Summary and Contributions: The paper investigates optimization algorithms through the lense of dynamical systems. This connection allows to transfer known results from dynamical systems to optimization. In particular, the paper investigates two known algorithms (heavy ball and Nesterov's accelerated descent) and proposes a new one coined "relativistic gradient descent". The paper investigates these algorithms in terms of order approximation, conformal simplecticity and dissipation. In addition, 4 benchmark examples show that the new proposed algorithm converges faster than the other two algorithms, even in the case when all parameters have been tuned "optimally".
Strengths: The paper is interesting, largely sound, a novel contribution to the literature and of relevance to the NeurIPS community. Based on the presented information, I believe the theoretical results are correct. The numerical results are interesting since they cover a range of relevant problems and fair since all parameters have been tuned "optimally" using Bayesian optimization. The connection of optimization with dynamical systems is very relevant to the NeurIPS community since understanding and enhancing optimization is fundamentally important. The proposed algorithm is novel.
Weaknesses: Although the paper has a number of strengths, it also has some weaknesses. While the theoretical results of the paper are sound and important from a dynamical systems perspective, it remains questionable how important these are in an optimization context. In any case the authors fail to convince me in this regard. For the numerical results, all parameters were tuned "optimally" using Bayesian optimization. This is a good and fair approach. However, the details here are vague and it is not clear for instance what the metric was under which the parameters have been tuned. That being said, I trust that the authors chose a relevant metric.
Correctness: The claims in the paper are largely correct. One exception is for instance the claim in page 2 that "RGD never diverges". This claim is based on the fact that the difference of certain iterates stay globally bounded. There is absolutely no reason why such conclusion should be true. In fact, the authors themselves observed on page 7 that "CM and NAG diverged more often than RGD" implying that RGD did diverge in a couple of their numerical examples.
Clarity: Yes, the paper is extremely well written. It is well structured and can be easily digested.
Relation to Prior Work: Yes, prior work is appropriately referenced.
Additional Feedback: After reading the other reviews, the authors's feedback and discussion with other reviewers, I have decided to change my score to "8" and have updated my review accordingly. My main concern has been clearly resolved.
Summary and Contributions: The authors propose to apply the conformal symplectic method to compute the Nesterov’s accelerated gradient and Polyaks’s heavy ball. In particular, they study the possibility of realistic damped Hamiltonian flow. They propose a new algorithm that normalizes the momentum and may result in more stable/faster optimization Here the realistic Hamiltonian helps in the simple update of momentum with a little additional computational cost.
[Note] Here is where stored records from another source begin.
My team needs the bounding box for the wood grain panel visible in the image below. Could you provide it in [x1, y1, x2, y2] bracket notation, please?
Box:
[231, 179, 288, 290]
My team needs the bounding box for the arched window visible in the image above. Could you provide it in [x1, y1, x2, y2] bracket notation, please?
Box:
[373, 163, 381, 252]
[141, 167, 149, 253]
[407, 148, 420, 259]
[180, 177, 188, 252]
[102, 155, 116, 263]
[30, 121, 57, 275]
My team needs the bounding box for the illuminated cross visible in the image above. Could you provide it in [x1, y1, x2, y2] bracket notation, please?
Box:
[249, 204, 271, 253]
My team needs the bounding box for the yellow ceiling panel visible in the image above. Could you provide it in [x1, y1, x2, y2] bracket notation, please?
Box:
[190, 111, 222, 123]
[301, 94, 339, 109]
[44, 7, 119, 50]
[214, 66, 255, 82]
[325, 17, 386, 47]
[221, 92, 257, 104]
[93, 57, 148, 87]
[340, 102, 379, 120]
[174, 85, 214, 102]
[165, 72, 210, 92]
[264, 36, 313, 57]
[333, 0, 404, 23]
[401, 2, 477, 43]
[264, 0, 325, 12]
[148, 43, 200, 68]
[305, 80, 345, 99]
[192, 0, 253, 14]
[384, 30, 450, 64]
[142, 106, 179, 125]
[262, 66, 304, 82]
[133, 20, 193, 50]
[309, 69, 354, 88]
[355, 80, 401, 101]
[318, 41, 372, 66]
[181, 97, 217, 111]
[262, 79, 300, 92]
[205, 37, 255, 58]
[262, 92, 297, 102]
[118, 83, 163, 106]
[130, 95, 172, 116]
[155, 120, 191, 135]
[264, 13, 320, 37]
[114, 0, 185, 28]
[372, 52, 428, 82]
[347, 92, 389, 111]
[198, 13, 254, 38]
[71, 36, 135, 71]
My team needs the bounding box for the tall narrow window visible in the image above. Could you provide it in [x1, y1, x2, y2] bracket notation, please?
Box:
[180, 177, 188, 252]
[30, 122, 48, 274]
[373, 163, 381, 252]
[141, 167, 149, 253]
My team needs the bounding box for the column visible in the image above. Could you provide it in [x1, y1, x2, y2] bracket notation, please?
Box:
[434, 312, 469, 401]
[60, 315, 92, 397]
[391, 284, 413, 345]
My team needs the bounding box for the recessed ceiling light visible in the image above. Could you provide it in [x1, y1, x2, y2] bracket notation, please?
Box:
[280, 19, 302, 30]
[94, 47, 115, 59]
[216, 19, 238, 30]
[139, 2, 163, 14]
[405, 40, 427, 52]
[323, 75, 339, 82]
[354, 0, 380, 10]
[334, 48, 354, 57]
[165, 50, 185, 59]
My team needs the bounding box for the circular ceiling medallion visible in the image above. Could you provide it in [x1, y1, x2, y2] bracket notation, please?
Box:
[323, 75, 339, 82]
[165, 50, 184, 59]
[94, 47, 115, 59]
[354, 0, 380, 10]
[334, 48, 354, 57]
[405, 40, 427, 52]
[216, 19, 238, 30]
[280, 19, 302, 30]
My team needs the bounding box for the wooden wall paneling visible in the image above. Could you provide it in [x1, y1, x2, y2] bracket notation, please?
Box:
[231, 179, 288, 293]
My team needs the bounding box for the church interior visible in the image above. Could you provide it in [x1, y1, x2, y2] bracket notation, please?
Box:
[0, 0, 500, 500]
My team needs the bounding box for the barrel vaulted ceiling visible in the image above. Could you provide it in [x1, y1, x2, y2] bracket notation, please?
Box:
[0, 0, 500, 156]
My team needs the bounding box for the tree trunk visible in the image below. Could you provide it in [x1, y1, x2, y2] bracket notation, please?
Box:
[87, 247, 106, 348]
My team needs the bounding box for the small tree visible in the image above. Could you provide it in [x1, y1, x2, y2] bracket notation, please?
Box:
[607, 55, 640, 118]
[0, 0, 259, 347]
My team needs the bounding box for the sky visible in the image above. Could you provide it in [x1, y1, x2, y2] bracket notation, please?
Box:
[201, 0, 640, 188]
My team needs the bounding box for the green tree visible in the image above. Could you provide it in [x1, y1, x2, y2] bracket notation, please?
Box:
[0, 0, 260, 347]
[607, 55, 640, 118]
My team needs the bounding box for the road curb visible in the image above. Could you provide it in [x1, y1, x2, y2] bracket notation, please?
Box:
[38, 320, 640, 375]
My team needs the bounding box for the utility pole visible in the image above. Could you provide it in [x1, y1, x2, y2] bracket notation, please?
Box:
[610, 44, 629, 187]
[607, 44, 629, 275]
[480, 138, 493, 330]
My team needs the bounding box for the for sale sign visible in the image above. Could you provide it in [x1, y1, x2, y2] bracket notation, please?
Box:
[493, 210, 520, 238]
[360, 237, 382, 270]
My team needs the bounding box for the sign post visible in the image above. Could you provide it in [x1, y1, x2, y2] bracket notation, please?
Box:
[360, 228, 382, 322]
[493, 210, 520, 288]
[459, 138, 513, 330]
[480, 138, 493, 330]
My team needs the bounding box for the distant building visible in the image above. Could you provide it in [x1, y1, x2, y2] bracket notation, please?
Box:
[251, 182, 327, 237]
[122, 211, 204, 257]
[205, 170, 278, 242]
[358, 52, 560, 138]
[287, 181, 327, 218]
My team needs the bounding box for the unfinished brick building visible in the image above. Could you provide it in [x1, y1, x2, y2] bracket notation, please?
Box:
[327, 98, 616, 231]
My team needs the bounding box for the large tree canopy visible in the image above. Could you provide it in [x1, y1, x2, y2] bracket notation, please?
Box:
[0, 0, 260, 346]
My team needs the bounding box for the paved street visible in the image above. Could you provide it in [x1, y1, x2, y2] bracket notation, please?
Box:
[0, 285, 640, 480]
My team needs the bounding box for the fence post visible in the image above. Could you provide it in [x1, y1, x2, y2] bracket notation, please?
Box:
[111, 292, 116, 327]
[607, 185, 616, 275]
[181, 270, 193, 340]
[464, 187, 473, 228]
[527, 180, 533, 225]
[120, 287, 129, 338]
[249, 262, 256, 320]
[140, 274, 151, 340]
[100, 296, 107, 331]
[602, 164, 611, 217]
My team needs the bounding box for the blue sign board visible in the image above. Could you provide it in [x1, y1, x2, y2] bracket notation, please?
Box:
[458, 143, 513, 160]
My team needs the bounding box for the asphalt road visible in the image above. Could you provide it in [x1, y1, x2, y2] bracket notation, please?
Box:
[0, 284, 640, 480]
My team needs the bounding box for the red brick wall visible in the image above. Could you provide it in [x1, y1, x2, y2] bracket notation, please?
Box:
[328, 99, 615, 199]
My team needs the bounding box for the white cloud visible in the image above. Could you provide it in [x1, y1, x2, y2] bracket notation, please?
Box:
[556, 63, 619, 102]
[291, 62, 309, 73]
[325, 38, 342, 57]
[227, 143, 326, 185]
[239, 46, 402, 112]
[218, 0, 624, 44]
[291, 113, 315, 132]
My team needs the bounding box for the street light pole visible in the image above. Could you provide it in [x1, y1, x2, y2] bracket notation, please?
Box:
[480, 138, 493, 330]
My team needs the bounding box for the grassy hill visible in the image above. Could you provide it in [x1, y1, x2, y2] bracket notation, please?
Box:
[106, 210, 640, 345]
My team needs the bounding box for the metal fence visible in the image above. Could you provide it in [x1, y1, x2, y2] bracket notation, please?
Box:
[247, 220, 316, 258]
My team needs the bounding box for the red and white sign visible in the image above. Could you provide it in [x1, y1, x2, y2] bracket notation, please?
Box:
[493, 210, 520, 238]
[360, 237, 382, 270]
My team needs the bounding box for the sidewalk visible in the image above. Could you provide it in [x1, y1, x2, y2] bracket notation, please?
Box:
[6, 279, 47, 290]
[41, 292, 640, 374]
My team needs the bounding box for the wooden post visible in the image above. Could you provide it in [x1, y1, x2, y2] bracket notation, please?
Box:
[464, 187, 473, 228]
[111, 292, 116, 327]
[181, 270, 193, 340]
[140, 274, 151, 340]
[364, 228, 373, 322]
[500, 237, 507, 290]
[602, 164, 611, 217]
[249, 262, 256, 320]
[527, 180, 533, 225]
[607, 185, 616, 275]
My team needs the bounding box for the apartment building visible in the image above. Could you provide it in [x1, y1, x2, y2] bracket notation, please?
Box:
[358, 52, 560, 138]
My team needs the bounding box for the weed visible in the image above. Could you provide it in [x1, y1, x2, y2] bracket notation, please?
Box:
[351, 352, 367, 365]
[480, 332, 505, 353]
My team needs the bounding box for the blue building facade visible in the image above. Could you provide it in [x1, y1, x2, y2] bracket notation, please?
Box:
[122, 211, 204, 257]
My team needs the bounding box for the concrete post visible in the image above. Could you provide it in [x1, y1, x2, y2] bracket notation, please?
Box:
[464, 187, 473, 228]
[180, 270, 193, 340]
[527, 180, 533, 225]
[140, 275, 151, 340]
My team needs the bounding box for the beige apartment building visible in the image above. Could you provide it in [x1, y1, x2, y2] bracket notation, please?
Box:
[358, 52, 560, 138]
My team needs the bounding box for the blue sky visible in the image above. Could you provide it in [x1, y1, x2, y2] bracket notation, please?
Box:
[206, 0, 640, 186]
Strengths: The accelerated gradient flow is important in optimization. The paper addresses the problem in using damped Hamiltonian flows with conformal symplectic method.
Weaknesses: 1. This work study several toy examples in purely optimization problems. It may be interesting to study machine learning optimization problems, or Bayesian sampling problem. 2. Is there a theoretical justification that shows the realistic Hamitlonian is better than Euclidean Hamiltonian? Does it provide a new convexity which helps the optimization convergence for some particular functions or non-convex functions?
Correctness: The claim is correct by using the damped Hamiltonian flow with conformal Symplectic discretization.
Clarity: The paper is well written.
Relation to Prior Work: There are also related work on applying damped Hamiltonian flows in probability density space, which works for Bayesian sampling. Yifei Wang, Wuchen Li. Accelerated Information Gradient flow, arXiv:1909.02102.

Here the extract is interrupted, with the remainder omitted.